A Metro Police spokesman said dispatchers received a call shortly after 8:30 a.m. Wednesday regarding a deceased person being found at an address in the 8400 block of Cambrils Avenue. Clark County property records list Schubert as owner of the house at 8448 Cambrils Ave.
Within a month after the Mars case ended, Schubert was arrested for possessing $40 worth of cocaine and having an unregistered handgun in his car. During the police stop that led to Schubert's arrest, 43-year-old Raymond Streeter had hopped out of Schubert's car and began running, according to a Metro Police report. Streeter was captured and told police he had been buying cocaine for Schubert for six or seven months, according to the arrest report.
Schubert subsequently pleaded guilty to felony possession of a controlled substance not for the purpose of sale. In February 2012, District Judge Carolyn Ellsworth agreed to suspend Schubert’s sentence — 16 to 40 months in prison — by placing him on three years of probation, which would include nine months in the Clark County Detention Center, according to court records.
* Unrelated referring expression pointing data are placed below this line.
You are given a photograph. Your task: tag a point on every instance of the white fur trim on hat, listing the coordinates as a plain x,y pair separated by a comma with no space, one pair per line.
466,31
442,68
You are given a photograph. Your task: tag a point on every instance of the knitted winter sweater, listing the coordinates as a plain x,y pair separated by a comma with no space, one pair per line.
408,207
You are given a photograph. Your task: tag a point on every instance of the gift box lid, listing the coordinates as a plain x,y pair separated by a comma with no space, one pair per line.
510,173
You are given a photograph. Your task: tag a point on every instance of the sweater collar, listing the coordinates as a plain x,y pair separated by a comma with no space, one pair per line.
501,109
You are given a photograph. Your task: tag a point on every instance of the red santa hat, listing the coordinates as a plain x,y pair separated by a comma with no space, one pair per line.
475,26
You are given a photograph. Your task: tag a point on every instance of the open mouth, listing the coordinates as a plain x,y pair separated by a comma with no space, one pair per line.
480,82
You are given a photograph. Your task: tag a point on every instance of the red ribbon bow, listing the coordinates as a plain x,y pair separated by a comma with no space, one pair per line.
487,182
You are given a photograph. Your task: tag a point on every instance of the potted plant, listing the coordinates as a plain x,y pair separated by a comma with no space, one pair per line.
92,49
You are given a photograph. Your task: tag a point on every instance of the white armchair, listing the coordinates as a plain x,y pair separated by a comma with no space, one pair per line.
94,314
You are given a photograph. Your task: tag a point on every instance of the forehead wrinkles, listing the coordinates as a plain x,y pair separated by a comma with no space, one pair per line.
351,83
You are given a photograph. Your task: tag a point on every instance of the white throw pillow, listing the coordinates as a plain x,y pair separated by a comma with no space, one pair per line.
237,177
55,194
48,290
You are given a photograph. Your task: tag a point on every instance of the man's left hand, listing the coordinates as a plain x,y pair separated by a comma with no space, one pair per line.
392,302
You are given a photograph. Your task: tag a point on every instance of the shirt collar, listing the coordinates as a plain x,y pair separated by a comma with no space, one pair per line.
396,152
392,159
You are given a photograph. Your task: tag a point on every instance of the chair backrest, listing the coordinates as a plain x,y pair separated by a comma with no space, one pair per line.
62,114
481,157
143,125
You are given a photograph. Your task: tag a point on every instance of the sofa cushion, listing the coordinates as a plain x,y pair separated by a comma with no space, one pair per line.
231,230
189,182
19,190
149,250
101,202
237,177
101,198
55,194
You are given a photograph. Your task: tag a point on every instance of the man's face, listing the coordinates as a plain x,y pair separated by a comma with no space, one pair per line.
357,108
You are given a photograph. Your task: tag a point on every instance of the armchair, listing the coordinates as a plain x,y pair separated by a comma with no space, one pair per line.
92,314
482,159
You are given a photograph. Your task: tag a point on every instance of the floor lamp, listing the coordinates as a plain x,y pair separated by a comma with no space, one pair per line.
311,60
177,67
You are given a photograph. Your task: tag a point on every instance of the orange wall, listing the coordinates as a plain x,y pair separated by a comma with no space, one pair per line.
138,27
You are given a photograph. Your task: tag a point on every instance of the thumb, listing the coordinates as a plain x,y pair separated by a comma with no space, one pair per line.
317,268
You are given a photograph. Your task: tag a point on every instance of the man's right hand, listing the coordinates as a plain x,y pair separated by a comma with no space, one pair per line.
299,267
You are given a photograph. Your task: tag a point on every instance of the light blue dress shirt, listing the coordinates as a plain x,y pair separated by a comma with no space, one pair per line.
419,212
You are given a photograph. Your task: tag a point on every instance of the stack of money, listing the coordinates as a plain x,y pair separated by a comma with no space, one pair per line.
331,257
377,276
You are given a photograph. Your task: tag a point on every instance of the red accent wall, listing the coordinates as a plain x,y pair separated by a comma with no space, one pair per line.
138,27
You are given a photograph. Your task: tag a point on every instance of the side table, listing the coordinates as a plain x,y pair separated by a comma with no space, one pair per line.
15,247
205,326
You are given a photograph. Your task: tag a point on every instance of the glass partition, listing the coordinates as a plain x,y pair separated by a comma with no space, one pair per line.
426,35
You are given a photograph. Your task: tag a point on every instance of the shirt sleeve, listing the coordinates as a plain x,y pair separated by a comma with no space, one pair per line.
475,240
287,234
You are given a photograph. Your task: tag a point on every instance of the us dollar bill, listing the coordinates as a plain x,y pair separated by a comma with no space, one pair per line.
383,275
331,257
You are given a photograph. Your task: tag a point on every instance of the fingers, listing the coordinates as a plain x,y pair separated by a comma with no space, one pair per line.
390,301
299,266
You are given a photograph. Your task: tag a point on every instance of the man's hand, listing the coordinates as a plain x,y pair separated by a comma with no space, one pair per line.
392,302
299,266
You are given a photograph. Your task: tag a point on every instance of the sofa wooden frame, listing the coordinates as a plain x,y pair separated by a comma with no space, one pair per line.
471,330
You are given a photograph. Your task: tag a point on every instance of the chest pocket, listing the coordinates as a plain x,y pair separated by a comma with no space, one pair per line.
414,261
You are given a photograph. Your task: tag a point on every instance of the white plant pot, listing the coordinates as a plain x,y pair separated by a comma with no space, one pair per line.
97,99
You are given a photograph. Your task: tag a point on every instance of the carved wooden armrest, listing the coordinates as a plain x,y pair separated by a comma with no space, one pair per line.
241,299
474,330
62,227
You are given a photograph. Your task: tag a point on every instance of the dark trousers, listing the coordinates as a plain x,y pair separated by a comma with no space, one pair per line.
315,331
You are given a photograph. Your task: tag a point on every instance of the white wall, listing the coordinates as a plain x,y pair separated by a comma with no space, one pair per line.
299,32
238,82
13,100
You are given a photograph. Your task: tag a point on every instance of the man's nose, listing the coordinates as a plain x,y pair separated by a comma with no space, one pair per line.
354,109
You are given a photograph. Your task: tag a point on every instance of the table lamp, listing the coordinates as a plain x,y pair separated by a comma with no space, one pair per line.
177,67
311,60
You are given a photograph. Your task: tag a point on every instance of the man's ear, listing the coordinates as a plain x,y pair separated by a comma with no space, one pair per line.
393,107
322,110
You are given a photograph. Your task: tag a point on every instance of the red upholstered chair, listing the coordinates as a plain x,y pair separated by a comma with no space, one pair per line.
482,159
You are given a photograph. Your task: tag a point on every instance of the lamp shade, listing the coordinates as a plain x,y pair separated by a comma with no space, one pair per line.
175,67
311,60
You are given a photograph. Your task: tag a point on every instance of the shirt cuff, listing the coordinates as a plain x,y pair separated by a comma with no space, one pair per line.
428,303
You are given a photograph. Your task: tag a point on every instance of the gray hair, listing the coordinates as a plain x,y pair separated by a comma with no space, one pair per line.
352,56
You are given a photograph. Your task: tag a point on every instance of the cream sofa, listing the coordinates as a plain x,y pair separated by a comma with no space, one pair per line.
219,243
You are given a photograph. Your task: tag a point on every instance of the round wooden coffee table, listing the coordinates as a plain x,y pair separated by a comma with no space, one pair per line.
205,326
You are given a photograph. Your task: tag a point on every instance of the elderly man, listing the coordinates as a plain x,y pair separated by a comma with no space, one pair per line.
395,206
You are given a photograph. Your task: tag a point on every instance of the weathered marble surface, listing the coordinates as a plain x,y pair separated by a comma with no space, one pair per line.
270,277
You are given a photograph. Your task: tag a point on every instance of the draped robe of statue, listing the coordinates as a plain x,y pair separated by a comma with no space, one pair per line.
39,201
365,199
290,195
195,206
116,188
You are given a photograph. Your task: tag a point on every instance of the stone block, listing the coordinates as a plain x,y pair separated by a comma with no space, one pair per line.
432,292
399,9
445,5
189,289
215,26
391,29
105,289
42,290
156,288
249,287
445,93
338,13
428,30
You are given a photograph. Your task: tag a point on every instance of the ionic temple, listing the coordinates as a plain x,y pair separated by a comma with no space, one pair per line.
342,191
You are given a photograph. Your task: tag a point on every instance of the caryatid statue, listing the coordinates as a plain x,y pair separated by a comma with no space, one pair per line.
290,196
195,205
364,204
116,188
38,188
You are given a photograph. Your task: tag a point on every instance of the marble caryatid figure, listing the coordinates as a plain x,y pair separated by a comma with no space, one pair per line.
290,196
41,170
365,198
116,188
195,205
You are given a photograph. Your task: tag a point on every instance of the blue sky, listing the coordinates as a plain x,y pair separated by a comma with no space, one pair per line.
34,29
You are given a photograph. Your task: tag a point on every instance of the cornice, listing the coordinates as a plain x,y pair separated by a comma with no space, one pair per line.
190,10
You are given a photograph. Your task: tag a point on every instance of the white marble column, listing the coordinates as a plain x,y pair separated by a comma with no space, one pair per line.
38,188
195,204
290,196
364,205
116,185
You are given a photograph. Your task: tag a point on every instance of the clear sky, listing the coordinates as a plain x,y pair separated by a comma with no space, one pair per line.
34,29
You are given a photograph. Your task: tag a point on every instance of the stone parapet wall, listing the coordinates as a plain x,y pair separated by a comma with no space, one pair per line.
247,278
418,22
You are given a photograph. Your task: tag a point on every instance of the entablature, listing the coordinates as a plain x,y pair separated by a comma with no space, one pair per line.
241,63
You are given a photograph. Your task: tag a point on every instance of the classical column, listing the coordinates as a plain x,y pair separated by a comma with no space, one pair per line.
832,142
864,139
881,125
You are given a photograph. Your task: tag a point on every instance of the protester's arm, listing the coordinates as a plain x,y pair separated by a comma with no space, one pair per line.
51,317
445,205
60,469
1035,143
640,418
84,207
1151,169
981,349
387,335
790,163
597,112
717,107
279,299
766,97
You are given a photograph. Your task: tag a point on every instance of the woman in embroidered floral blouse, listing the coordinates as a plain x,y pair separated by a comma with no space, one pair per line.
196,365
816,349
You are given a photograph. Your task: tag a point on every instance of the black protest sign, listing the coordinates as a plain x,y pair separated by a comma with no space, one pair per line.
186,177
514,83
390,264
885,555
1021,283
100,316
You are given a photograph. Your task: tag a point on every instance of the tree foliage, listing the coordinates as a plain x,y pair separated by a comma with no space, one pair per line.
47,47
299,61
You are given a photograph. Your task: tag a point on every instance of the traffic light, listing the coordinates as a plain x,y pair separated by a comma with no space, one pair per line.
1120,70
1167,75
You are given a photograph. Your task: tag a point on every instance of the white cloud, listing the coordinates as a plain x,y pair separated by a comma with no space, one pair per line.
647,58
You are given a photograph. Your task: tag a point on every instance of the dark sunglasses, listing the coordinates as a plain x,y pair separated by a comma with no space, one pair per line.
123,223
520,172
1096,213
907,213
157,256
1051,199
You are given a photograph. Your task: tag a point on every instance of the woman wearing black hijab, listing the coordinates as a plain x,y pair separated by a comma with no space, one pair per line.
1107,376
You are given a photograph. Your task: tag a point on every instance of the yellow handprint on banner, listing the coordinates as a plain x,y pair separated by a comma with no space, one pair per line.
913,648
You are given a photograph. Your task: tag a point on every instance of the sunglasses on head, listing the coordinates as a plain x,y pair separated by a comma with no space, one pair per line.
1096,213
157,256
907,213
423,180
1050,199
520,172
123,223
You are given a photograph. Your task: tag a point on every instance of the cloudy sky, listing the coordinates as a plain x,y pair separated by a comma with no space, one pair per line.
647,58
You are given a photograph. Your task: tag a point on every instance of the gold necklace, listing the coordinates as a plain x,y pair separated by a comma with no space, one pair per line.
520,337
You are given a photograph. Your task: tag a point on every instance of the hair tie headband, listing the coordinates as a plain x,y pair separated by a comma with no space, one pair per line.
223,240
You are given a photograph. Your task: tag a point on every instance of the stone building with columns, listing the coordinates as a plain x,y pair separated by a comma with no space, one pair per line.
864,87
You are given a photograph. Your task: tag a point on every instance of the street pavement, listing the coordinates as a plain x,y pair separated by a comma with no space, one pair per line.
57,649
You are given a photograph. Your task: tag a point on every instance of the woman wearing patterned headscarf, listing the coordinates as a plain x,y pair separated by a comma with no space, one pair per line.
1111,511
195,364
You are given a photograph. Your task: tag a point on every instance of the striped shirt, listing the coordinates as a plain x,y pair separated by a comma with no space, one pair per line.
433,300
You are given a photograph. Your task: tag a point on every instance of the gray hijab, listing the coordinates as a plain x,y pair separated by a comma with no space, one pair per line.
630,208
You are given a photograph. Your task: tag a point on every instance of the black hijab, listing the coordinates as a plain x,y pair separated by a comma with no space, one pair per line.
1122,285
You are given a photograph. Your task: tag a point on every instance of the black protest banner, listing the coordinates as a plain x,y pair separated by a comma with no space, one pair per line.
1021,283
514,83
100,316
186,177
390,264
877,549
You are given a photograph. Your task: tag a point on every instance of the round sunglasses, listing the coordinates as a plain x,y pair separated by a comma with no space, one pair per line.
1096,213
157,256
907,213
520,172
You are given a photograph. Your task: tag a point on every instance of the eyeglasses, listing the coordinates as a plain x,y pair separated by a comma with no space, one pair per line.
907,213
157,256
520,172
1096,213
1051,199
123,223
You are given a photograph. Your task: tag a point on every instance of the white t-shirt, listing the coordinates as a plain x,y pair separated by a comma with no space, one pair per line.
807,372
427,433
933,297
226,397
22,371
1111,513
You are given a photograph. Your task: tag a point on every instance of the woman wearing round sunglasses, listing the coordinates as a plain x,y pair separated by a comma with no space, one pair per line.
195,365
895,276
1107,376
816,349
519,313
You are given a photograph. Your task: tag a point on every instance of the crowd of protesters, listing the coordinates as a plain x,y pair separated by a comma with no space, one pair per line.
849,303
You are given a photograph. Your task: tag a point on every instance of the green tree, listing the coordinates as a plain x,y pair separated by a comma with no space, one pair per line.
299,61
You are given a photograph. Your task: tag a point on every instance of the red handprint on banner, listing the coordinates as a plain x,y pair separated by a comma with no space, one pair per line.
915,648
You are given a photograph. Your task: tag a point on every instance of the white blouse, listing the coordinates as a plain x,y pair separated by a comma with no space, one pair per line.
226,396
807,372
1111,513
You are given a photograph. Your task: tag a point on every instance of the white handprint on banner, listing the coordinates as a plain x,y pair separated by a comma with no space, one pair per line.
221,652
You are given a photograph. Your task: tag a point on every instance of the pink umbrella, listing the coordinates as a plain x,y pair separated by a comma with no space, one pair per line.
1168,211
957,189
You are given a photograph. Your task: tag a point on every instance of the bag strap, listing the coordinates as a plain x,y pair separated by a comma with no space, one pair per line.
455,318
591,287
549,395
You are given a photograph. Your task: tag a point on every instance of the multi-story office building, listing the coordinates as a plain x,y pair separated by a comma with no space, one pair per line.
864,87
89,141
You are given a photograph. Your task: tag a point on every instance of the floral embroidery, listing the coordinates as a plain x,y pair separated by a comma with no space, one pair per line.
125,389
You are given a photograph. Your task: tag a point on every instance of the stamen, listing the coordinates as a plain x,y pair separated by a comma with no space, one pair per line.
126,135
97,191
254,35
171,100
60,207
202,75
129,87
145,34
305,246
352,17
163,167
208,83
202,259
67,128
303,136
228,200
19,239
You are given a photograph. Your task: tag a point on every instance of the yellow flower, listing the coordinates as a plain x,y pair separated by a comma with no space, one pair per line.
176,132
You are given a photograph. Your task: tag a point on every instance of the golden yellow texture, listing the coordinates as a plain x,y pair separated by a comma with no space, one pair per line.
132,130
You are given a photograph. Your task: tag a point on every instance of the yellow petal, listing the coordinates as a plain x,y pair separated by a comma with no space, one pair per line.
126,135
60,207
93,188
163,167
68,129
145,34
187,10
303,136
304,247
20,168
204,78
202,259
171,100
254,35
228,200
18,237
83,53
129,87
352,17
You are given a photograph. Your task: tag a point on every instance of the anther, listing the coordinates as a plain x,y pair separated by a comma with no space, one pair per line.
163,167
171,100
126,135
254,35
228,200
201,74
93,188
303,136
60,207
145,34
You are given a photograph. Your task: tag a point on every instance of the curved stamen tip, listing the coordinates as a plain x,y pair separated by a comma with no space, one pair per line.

Schubert originally remained free while he challenged the sentence, arguing the judge showed bias against him at the sentencing hearing. A higher court, however, ultimately upheld the sentencing.
Schubert then failed to surrender to authorities Sept. 21 to begin his nine months in county jail. Instead, he fled to Mexico and taunted authorities with a Facebook posting: a photo of a deserted beach. Ultimately, he decided to return to the United States and end his run from justice.
Schneider said Schubert was released from custody April 30 after serving just under five months of his sentence.
Schneider said he and Schubert spoke several times since then, but Schubert’s phone apparently had been turned off in the last week.
“He was extremely upset (about) what happened to him,” Schneider said. “He made a mistake.”
Schneider said Schubert’s death was a tragedy, the end result of the former prosecutor’s mistake that cost him so much.
“Dave was severely punished and stripped of his bar license,” Schneider said. “What he really needed was help.”
Schubert is survived by two young children who live in Idaho, Schneider said.